I walked into the candle light, my eyes blurry with the tears that I had been crying. My mind faded back to the many memories of when you loved me, or said you did at least. But now you seem like a cold and unkind stranger to me, like someone i don't even know. I wish knew what you were thinking, so i knew how you felt.

Walking over to a corner, in my room. I curled myself into a ball and hugged my knees. So confused, so wrapped up in everything that we were not at the moment, I could have cried myself to sleep, wanting this day to end, wanting to wake up, for this to be some cruel dream. But it wasn't it was the cold harsh reality that we all live in. Something I would learn to hate.

My phone rang, it rang again, and I didn't want to pick it up. But the ringing was about to drive me insane. I picked myself up off the floor and walked over to my desk, slumped down into my chair, and let it ring a couple more times before picking it up. "Hello" I answered in a shaky, torn voice.

"What's the matter sweetie, why are you crying" you ask "Please tell me, I'm worried?" You pled, you voice filled with concern. Why couldn't you have been concerned before, when i called you, needing to talk to you? Why couldn't this be easier than it was?

"I'm fine Charles, Please." I said in the same shaky voice. Not wanting you to know, that you were what was the matter. How you had seemed to push me away since we started dating. Or my curiosity for why you asked me to be you girlfriend in the first place. Was it to get back at you ex, or did you genuinely love me when you did. And do you still?

"I'm sorry," you say in a soft comforting voice, like you know what I'm thinking, like you can read my mind. "I know that I haven't been the best boyfriend lately, and I seem to be pushing you away." You say, your voice starting to get shaky as well. Oh please don't tell me you're crying to, I don't think I could take this. "I want to be the best for you. I don't know why you picked me, out of all the guys you could have, you picked me. It was a semi- idiotic thing to do"

"Don't say that" I said harshly "Why do you do this to me... Put yourself down like this... It kills me you know... I hate it" I said making you cry a little harder... "I can't stand it... Do you think that if you were half the bad person you say you are that i would be with you right now? No i wouldn't, I'm sorry but i don't date bad people." I said trying to sooth you pain.

"I'm sorry, I'll try not to do that again" you say obously crying as am I. Boy i hate what we do to each other sometimes.

I sigh, "I'm going to go to sleep, i need some rest" i say softly... "Love you"

You pout a little, its obous in you tone. "Good idea. Love you too, I mean that to... I love you with all my heart... Good Night Allison" and you give me an air kiss over the phone.

I put my phone down in the receiver crawl into my bed and draw the curtains all around, completely engulfing myself in darkness. Lying awake for several hours, i then softly slip into a light sleep.

My alarm clock rings letting me know that its once again time to join the "real world" and become "human" once again... walking over to my closet, I look around my room. The many pictures of us, of a time when we were... I don't know if you could all it happy, but it was some feeling.

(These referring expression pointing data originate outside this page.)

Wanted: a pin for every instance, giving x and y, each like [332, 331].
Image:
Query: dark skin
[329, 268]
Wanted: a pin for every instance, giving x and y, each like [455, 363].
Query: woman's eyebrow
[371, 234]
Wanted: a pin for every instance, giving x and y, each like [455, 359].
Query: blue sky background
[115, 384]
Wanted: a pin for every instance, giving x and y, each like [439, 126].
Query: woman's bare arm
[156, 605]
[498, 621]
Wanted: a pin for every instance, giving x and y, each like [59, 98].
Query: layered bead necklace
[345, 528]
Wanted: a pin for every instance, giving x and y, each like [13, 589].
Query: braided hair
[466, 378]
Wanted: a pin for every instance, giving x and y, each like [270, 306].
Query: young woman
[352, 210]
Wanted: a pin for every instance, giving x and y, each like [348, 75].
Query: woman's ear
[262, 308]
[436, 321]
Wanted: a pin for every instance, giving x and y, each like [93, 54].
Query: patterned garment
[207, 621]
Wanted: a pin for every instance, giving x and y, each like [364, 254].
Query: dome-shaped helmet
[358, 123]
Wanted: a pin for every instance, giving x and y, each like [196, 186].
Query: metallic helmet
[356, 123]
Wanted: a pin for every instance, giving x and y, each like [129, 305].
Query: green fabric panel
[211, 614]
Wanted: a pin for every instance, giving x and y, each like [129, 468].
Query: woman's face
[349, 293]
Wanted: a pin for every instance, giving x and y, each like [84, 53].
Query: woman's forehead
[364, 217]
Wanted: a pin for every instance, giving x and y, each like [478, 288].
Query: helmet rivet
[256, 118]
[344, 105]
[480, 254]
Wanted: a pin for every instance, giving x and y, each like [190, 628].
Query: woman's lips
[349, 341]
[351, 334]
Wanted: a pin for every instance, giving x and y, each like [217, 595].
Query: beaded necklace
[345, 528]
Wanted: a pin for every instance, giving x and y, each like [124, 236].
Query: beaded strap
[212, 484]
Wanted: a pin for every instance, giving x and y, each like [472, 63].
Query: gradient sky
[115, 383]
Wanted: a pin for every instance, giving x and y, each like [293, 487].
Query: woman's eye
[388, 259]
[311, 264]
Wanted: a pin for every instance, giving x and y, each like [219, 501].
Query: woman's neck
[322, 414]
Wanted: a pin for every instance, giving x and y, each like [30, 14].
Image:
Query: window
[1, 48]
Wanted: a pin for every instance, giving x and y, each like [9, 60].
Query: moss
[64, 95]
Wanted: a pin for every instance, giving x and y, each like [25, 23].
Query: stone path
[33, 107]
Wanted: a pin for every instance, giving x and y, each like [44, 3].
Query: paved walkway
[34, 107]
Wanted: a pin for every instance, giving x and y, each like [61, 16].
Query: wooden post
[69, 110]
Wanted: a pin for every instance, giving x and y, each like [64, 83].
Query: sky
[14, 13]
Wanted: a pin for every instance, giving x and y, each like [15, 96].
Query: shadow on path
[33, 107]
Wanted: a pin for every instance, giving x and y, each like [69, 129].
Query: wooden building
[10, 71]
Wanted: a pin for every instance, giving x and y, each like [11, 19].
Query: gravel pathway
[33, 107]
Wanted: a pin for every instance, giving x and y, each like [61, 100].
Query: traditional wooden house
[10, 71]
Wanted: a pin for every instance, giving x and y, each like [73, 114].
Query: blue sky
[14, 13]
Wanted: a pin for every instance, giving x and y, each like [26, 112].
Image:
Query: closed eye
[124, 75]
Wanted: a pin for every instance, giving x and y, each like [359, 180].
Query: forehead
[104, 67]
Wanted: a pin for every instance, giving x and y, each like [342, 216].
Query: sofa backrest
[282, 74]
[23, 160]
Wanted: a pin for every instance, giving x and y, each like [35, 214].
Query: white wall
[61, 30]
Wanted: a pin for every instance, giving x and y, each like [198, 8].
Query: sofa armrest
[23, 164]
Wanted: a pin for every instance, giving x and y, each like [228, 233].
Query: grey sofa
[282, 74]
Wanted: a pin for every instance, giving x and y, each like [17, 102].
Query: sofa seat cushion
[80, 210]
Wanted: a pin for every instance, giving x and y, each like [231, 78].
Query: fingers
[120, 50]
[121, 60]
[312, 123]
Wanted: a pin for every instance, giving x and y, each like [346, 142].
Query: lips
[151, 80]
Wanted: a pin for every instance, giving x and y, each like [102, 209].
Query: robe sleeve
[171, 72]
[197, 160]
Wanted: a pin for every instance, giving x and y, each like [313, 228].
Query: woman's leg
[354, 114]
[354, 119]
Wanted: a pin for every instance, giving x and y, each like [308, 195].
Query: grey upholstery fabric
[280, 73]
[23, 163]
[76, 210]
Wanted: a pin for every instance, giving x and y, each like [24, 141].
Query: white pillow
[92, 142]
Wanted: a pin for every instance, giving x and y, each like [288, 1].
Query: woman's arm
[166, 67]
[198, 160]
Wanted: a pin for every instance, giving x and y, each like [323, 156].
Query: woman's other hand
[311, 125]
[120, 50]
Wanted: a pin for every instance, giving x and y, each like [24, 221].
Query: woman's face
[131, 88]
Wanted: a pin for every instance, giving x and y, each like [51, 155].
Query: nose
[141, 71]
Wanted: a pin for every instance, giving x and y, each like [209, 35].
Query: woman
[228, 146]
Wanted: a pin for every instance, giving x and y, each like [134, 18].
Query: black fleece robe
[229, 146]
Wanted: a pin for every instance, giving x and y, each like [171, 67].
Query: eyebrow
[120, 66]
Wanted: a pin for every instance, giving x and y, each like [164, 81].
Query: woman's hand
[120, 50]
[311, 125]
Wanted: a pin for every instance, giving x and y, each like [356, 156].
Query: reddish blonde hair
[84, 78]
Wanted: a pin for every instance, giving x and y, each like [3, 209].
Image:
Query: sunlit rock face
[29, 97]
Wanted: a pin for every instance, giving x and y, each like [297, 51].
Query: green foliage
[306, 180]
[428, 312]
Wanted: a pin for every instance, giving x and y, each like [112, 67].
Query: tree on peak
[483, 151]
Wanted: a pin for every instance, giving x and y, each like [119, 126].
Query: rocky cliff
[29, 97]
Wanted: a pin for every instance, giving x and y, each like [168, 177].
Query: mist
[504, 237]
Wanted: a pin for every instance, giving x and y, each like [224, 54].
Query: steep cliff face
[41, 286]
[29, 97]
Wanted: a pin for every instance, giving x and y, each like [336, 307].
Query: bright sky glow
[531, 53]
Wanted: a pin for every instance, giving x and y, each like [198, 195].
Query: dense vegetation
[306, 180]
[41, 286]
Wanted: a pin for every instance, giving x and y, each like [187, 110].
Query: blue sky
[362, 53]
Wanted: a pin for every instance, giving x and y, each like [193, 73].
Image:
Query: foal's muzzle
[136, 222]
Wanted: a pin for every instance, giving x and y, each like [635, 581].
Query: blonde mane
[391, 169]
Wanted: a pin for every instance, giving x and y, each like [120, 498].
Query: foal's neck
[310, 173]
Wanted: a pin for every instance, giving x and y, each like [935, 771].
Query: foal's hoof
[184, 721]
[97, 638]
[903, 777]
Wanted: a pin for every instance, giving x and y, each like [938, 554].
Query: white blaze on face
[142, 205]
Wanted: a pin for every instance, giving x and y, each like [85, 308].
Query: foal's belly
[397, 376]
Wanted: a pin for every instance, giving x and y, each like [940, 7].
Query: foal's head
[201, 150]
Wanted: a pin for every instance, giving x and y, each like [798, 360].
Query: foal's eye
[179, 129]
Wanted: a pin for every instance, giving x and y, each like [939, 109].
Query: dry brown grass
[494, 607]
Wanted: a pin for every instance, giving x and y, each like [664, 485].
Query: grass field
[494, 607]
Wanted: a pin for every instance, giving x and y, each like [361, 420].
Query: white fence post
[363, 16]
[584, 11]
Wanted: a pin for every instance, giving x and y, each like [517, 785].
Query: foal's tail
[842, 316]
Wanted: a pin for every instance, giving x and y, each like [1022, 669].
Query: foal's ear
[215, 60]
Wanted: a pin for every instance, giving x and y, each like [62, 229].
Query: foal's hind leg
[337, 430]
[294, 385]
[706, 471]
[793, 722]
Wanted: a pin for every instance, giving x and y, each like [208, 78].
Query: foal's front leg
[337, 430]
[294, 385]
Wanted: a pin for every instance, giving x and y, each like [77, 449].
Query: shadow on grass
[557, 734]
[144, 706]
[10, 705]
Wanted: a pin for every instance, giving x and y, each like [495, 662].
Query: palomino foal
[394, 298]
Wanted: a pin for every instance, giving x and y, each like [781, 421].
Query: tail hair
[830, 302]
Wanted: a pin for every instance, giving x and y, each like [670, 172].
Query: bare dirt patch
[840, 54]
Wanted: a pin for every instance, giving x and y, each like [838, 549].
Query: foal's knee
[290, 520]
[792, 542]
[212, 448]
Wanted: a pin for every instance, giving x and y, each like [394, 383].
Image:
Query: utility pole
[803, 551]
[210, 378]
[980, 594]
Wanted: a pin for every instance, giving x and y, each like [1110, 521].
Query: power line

I sigh again, and open my closet doors, and pick out my normal black cloths. "I'm not gothic, I just like black!" I tell my reflection in the mirror "You act like being gothic is a bad thing" I imagine it responding. "No I'm not... stop yelling at me" i yell and slam the door shut.

Finally arriving at school i join my friends... we talk for a little and you show up. You surprise me the way you usually do, but coming up behind me, and hugging me from behind. I cuddle in the hug, into you. Not wanting you to let go, and you don't. "I love you" we both say at the same time. Then we both laugh.

We go through out the rest of the day with you seeing each other and meet out in the parking lot, in front of my car. "So how was your day?" i ask, and you look at me sadly "What... What happened?"

"Nothing don't worry about it" you say in a cold voice and go to open the car door which i had opened, but i quick the doors again. "Come on Stop fucking around, let's go" you yell at me.

My eyes begin to fill with tears and my face starts to get a little hot. "You yelled at me" I said tears streaming down my face, making my mascara and eye liner run. "You actually yelled at me." I unlock my door and get in the car. Then lock the doors again...

"Allison, come on open the doors please. Let's talk about this." You yell through the glass as I start the engine. "Please, I'm sorry." I start to drive away, and you run after the car so I speed up so that you can't catch up.

Driving down the road, I can't see where I'm going; everything is so blurry from me crying. My cell phone starts ringing; i look at the caller id and its you so i just throw it back onto the seat. I start crying harder now... "Why do you do this shit to me Charles...? Why... Why did i do to deserve this...? Huh?"